Virus-specific cytotoxic T lymphocytes (CTLs) in the lung are considered to confer protection from respiratory viruses. Several groups demonstrated that the route of priming was likely to have an implication for the trafficking of antigen-specific CTLs. Therefore, we investigated whether the route of immunization with adenoviral vaccine influenced the recruitment of virus-specific CTLs in the lung that should provide potent protection from influenza A virus. Mice were immunized with recombinant adenovirus expressing the matrix (M1) protein of influenza A virus via various immunization routes involving intraperitoneal, intranasal, intramuscular, or intravenous administration as well as subcutaneous administration in the hind hock.
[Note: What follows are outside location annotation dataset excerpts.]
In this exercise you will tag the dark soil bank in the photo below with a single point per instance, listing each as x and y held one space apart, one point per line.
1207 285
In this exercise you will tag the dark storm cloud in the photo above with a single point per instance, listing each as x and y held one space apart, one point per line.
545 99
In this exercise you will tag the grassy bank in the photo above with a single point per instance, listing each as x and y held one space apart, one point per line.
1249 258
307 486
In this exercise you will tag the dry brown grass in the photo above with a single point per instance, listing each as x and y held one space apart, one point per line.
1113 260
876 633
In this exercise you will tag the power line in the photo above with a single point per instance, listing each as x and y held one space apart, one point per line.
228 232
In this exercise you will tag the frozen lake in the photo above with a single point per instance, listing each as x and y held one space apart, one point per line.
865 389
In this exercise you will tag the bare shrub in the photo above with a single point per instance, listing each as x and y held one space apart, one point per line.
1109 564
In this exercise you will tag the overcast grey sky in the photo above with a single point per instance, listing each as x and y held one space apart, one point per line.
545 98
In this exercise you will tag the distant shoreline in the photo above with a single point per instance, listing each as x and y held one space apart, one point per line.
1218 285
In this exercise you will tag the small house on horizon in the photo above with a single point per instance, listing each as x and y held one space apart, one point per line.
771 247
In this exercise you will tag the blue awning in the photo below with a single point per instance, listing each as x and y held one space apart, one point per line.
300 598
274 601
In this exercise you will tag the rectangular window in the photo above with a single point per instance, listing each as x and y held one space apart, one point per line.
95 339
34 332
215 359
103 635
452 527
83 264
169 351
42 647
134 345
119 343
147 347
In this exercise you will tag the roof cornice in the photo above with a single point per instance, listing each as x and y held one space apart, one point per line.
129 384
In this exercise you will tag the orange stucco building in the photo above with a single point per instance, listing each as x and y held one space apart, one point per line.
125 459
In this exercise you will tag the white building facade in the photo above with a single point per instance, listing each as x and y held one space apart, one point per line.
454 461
We found that the immunization route dramatically impacted the recruitment of M1-specific IFN-γ(+) CD8(+) T cells both in the lung and the spleen. Surprisingly, hock immunization was most effective for the accumulation in the lung of IFN-γ-producing CD8(+) T cells that possessed M1-specific cytolytic activity. Further, antigen-driven IFN-γ(+) CD8(+) T cells in the lung, but not in the spleen, were likely to be correlated with the resistance to challenge with influenza A virus. These results may improve our ability to design vaccines that target virus-specific CTL responses to respiratory viruses such as influenza A virus.